We want to visualize how a group of “focus” columns relate to a broader set of variables so you can spot which features (like volumes) correlate with returns. The first line picks those focus columns by slicing the DataFrame like choosing a subset of ingredients from a big pantry: focus_cols = sp500.iloc[:,47:70].columns selects columns 47 through 69. Next, a wider selection of columns is assembled with numpy’s r_ to combine ranges, then .corr() computes pairwise relationships among them; correlation measures the linear relationship between two variables and helps us see who moves together. The .filter(focus_cols).drop(focus_cols) keeps only the columns corresponding to the focus set while dropping their mirror rows, producing a rectangular table of how every other variable correlates with each focus column.

To keep the plot uncluttered, a mask is made: np.zeros_like creates an array of zeros matching the correlation table and np.triu_indices_from sets the upper triangle to True so it will be hidden; a mask is a boolean filter that hides parts of the visualization for clarity. plt.subplots creates a figure and axes (think of a function as a reusable recipe card that lays out your canvas), and sns.heatmap paints the correlation values using the mask, limiting the color scale with vmax=.5, making cells square, adding thin separators, and using a reversed blue colormap so stronger correlations stand out. The figure is nudged with subplots_adjust, given a bold title, and finally saved as an EPS file with plt.savefig for high-quality output. Viewing these relationships helps you choose and engineer features before feeding them into the LSTM forecasting model.

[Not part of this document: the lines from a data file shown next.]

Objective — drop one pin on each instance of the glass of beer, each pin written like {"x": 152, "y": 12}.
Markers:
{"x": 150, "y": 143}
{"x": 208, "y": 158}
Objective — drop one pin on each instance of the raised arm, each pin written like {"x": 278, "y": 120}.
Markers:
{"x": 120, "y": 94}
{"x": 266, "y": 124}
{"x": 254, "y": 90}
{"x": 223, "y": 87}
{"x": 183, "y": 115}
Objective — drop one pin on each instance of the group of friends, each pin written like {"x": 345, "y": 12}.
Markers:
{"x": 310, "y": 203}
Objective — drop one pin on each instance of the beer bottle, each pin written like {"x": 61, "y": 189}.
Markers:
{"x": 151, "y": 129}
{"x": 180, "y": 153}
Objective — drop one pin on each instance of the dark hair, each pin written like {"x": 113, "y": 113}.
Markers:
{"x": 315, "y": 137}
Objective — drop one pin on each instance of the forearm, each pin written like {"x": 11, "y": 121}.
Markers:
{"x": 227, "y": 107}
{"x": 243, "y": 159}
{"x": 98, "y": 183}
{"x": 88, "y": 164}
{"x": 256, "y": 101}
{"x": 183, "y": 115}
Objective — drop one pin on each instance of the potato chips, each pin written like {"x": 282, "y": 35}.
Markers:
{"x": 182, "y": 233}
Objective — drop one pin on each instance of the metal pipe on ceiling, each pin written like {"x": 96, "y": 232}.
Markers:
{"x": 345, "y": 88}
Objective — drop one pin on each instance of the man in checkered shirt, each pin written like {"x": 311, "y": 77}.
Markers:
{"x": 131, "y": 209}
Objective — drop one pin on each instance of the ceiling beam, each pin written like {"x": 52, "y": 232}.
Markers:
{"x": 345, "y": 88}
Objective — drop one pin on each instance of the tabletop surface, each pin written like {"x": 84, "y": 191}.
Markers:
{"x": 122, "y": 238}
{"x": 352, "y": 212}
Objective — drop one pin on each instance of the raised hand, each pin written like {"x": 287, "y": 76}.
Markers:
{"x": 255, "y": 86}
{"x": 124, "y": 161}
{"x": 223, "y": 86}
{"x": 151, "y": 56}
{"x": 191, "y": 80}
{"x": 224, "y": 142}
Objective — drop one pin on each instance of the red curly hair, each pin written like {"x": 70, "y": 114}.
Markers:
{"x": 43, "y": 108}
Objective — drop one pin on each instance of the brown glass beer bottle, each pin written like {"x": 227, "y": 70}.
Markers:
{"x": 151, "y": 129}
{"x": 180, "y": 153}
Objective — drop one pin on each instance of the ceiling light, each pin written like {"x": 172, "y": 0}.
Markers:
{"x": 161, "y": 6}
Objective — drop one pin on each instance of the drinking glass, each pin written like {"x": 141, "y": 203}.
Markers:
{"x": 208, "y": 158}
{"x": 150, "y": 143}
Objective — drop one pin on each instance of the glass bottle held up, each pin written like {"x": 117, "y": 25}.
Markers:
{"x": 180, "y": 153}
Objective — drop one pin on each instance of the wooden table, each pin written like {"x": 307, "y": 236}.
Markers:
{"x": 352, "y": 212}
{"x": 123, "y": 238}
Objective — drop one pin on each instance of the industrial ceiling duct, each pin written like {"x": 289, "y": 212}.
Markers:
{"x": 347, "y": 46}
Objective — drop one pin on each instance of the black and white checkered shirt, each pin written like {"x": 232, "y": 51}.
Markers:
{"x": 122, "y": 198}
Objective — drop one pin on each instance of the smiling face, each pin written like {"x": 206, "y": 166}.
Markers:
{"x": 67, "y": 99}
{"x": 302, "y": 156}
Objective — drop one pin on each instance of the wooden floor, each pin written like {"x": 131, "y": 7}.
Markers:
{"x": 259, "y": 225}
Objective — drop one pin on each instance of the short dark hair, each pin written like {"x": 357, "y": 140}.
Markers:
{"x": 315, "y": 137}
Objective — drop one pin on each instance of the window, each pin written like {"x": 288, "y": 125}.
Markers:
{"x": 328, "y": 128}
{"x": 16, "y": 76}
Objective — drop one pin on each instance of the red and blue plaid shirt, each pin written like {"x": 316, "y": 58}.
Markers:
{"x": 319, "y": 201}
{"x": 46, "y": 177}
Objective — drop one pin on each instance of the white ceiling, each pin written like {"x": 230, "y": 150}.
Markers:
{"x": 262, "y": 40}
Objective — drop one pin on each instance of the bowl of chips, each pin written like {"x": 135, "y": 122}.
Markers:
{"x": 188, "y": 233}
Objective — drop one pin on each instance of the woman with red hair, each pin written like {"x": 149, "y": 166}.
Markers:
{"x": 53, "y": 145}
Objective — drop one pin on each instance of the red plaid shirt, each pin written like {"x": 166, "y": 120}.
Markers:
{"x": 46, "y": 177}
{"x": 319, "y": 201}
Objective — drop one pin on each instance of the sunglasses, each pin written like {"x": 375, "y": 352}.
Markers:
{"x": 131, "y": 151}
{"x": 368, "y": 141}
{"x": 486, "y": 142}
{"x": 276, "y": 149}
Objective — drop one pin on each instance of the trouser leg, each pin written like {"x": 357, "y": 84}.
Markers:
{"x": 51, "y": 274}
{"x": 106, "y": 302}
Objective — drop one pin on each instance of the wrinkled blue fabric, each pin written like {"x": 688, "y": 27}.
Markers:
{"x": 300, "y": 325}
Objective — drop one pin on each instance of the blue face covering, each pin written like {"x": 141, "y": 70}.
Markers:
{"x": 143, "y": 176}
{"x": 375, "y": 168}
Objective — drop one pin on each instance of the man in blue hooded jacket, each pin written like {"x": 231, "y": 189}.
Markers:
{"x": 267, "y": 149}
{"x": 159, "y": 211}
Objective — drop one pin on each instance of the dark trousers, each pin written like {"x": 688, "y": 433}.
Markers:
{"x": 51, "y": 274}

First, hold back a chunk of the most recent prices as your *test* data. This is the unseen future your model will try to predict, so keep it out of training and validation. For time series, that means slicing by date rather than shuffling rows, because mixing past and future would give an unrealistic advantage.

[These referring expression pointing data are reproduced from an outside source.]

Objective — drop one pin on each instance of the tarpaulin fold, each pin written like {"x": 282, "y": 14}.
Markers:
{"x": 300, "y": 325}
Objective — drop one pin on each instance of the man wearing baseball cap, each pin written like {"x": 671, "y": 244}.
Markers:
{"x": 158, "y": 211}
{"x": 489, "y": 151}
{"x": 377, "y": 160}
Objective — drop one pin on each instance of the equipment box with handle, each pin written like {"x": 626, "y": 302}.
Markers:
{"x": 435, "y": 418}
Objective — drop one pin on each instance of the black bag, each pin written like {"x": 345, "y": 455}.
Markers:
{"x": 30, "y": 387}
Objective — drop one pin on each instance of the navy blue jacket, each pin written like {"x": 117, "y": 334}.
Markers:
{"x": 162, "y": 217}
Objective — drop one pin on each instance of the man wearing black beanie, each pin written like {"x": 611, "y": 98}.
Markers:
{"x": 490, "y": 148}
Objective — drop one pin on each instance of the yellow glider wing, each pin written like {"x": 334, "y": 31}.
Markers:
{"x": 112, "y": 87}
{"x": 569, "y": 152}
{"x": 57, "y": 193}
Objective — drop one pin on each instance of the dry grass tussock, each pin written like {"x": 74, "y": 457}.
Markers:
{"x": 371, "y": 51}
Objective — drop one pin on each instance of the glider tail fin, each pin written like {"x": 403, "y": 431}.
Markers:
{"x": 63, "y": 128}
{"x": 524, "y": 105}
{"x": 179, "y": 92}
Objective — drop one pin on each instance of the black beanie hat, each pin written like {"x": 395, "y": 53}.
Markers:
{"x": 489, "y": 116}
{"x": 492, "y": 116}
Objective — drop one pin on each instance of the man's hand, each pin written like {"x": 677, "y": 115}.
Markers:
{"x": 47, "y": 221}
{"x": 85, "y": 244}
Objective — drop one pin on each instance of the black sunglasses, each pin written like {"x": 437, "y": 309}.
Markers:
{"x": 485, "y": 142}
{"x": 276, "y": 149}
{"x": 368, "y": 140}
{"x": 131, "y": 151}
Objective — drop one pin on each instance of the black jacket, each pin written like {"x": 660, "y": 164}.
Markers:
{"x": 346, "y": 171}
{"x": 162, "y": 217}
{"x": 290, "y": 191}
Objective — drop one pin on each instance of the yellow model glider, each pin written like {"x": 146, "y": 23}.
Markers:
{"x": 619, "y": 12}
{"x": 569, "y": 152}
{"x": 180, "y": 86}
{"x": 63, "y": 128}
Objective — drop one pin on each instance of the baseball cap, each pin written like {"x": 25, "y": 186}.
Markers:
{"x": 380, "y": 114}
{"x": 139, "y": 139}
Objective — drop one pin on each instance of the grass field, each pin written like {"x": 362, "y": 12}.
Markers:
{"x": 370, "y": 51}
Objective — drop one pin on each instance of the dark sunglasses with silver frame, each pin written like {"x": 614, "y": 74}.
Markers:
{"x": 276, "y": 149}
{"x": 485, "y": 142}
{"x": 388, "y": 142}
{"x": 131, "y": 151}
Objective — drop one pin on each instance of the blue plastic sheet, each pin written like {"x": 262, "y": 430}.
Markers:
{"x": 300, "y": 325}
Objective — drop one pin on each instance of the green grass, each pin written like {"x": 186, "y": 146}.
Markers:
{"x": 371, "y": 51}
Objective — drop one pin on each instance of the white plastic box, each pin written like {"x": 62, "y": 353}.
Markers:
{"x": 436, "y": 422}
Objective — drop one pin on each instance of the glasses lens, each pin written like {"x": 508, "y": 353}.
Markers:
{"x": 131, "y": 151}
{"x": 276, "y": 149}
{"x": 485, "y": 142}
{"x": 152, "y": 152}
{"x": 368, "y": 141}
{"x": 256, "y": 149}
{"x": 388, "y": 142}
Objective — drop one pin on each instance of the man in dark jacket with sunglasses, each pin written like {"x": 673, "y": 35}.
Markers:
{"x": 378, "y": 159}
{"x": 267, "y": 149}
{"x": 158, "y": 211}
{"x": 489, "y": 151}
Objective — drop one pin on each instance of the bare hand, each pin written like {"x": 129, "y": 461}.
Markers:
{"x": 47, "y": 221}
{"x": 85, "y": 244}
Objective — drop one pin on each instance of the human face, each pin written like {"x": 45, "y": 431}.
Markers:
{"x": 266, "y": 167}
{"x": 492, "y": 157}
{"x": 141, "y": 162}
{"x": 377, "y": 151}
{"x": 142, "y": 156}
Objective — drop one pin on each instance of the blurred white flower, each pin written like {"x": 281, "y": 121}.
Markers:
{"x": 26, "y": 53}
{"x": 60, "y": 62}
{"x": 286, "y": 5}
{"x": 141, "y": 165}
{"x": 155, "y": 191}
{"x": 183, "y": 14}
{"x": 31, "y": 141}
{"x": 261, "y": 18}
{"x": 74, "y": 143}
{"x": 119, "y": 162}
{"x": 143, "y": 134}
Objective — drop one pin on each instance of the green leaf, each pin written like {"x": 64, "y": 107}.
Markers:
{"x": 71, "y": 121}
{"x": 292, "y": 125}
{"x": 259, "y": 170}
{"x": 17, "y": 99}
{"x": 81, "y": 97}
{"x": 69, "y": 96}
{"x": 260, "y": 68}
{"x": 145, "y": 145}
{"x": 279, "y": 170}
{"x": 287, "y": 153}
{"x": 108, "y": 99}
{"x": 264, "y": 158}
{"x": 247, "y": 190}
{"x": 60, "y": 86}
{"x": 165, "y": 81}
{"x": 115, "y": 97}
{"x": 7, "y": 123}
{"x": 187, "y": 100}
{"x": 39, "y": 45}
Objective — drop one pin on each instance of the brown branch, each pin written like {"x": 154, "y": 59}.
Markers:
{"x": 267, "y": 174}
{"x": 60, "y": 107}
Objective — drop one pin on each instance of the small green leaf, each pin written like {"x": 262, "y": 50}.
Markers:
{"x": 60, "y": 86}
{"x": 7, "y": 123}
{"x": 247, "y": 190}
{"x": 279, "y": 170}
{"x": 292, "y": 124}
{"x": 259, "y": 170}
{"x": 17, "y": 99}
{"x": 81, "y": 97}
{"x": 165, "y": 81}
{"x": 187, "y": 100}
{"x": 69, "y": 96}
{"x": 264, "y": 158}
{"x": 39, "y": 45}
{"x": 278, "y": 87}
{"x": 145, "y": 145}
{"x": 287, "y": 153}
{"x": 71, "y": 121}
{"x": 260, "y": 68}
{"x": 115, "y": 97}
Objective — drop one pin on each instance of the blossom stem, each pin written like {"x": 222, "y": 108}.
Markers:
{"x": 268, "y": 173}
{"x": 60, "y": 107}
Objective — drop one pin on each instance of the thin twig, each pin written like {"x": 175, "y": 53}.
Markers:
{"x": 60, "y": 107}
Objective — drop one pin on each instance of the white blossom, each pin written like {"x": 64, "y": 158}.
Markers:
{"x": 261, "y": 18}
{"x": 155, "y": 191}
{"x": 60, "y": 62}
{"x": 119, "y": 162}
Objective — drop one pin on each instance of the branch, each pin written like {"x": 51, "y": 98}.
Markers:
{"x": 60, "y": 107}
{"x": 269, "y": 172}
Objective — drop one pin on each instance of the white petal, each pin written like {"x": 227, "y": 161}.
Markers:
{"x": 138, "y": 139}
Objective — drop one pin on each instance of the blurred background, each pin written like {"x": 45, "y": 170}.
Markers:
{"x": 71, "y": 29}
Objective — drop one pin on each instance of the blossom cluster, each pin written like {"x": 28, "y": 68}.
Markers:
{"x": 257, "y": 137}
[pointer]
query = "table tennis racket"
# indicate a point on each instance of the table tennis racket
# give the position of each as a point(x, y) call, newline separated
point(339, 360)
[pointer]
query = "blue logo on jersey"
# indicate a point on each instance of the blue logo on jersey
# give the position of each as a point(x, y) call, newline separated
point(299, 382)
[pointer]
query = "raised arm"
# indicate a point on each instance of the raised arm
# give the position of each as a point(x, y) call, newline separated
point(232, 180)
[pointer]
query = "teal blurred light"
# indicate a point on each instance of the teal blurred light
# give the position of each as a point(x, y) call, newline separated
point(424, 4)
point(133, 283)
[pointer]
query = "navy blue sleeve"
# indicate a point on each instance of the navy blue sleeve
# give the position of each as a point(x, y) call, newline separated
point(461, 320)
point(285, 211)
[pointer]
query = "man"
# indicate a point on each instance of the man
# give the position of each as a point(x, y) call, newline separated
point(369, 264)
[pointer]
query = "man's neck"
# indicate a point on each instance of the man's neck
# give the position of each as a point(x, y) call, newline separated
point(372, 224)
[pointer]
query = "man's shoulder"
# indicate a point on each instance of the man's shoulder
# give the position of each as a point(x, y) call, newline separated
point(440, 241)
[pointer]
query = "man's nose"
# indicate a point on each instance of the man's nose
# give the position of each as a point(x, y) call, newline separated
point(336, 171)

Next, prepare the training and validation sets and any transformations you need, like scaling or turning prices into sliding windows of past values. Scaling makes numbers easier for models to learn. Sliding windows turn a long list of prices into many short sequences the model can use to learn patterns.

Make two model sets: simple baselines and the LSTM models. A baseline is a straightforward method, like “predict tomorrow will equal today” or a moving average, and it helps you check whether the fancy model really improves things. An *LSTM* is a kind of neural network that remembers sequences, useful for time-based patterns.

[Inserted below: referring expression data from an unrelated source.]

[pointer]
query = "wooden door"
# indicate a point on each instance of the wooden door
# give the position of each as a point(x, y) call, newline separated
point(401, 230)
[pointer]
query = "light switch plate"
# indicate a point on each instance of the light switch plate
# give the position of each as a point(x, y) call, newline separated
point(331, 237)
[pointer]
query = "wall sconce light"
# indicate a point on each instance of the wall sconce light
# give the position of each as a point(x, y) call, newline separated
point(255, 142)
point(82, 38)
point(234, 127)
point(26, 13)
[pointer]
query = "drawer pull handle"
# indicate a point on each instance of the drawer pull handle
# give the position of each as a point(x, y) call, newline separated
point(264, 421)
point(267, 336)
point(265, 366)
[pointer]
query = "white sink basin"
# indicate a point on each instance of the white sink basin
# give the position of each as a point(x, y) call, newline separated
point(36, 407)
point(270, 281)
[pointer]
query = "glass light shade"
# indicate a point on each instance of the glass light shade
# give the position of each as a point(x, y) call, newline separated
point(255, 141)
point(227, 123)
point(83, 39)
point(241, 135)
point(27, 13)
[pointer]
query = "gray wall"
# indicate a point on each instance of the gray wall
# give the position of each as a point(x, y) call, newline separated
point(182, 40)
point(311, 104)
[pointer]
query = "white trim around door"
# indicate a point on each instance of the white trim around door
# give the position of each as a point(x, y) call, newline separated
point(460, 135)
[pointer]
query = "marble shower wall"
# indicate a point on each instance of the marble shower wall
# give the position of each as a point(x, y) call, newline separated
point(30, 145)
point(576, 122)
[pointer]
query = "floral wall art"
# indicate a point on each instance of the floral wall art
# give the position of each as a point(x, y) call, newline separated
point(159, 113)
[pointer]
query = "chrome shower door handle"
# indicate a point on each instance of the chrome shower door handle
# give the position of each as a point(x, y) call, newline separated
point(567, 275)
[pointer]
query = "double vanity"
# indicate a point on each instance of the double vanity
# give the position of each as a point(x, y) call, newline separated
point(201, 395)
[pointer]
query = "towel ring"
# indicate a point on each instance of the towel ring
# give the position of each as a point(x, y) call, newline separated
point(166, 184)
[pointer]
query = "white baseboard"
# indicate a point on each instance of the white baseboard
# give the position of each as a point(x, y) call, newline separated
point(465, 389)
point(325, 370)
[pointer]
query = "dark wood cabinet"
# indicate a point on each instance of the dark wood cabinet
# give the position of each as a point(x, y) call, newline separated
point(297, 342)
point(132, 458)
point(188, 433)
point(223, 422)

Keep the test set the same for both model types so comparisons are fair. Save your preprocessing steps and model versions so you can reproduce results and understand why one approach wins. This prepares you to evaluate performance honestly and iterate from there.

Thanks for reading! This post is public so feel free to share it.

# Model Set 1: Volatility

# Baseline
X_train_1, X_test_1, y_train_1, y_test_1=train_test_split(sp500.iloc[:,24:47], sp500.iloc[:,70], test_size=0.1 ,shuffle=False, stratify=None)
# LSTM 
# Input arrays should be shaped as (samples or batch, time_steps or look_back, num_features):
X_train_1_lstm=X_train_1.values.reshape(X_train_1.shape[0], 1, X_train_1.shape[1])
X_test_1_lstm=X_test_1.values.reshape(X_test_1.shape[0], 1, X_test_1.shape[1])

# Model Set 2: Return
X_train_2, X_test_2, y_train_2, y_test_2=train_test_split(sp500.iloc[:,1:24], sp500.iloc[:,70], test_size=0.1 ,shuffle=False, stratify=None)
# LSTM 
# Input arrays should be shaped as (samples or batch, time_steps or look_back, num_features):
X_train_2_lstm=X_train_2.values.reshape(X_train_2.shape[0], 1, X_train_2.shape[1])
X_test_2_lstm=X_test_2.values.reshape(X_test_2.shape[0], 1, X_test_2.shape[1])

# Model Set 3: Volume
X_train_3, X_test_3, y_train_3, y_test_3=train_test_split(sp500.iloc[:,47:70], sp500.iloc[:,70], test_size=0.1 ,shuffle=False, stratify=None)
# LSTM 
# Input arrays should be shaped as (samples or batch, time_steps or look_back, num_features):
X_train_3_lstm=X_train_3.values.reshape(X_train_3.shape[0], 1, X_train_3.shape[1])
X_test_3_lstm=X_test_3.values.reshape(X_test_3.shape[0], 1, X_test_3.shape[1])

# Model Set 4: Volatility and Return
X_train_4, X_test_4, y_train_4, y_test_4=train_test_split(sp500.iloc[:,1:47], sp500.iloc[:,70], test_size=0.1 ,shuffle=False, stratify=None)
# LSTM 
# Input arrays should be shaped as (samples or batch, time_steps or look_back, num_features):
X_train_4_lstm=X_train_4.values.reshape(X_train_4.shape[0], 1, X_train_4.shape[1])
X_test_4_lstm=X_test_4.values.reshape(X_test_4.shape[0], 1, X_test_4.shape[1])

# Model Set 5: Volatility and Volume
X_train_5, X_test_5, y_train_5, y_test_5=train_test_split(sp500.iloc[:,24:70], sp500.iloc[:,70], test_size=0.1 ,shuffle=False, stratify=None)
# LSTM 
# Input arrays should be shaped as (samples or batch, time_steps or look_back, num_features):
X_train_5_lstm=X_train_5.values.reshape(X_train_5.shape[0], 1, X_train_5.shape[1])
X_test_5_lstm=X_test_5.values.reshape(X_test_5.shape[0], 1, X_test_5.shape[1])

# Model Set 6: Return and Volume
X_train_6, X_test_6, y_train_6, y_test_6=train_test_split(pd.concat([sp500.iloc[:,1:24], sp500.iloc[:,47:70]], axis=1), sp500.iloc[:,70], test_size=0.1 ,shuffle=False, stratify=None)
# LSTM 
# Input arrays should be shaped as (samples or batch, time_steps or look_back, num_features):
X_train_6_lstm=X_train_6.values.reshape(X_train_6.shape[0], 1, X_train_6.shape[1])
X_test_6_lstm=X_test_6.values.reshape(X_test_6.shape[0], 1, X_test_6.shape[1])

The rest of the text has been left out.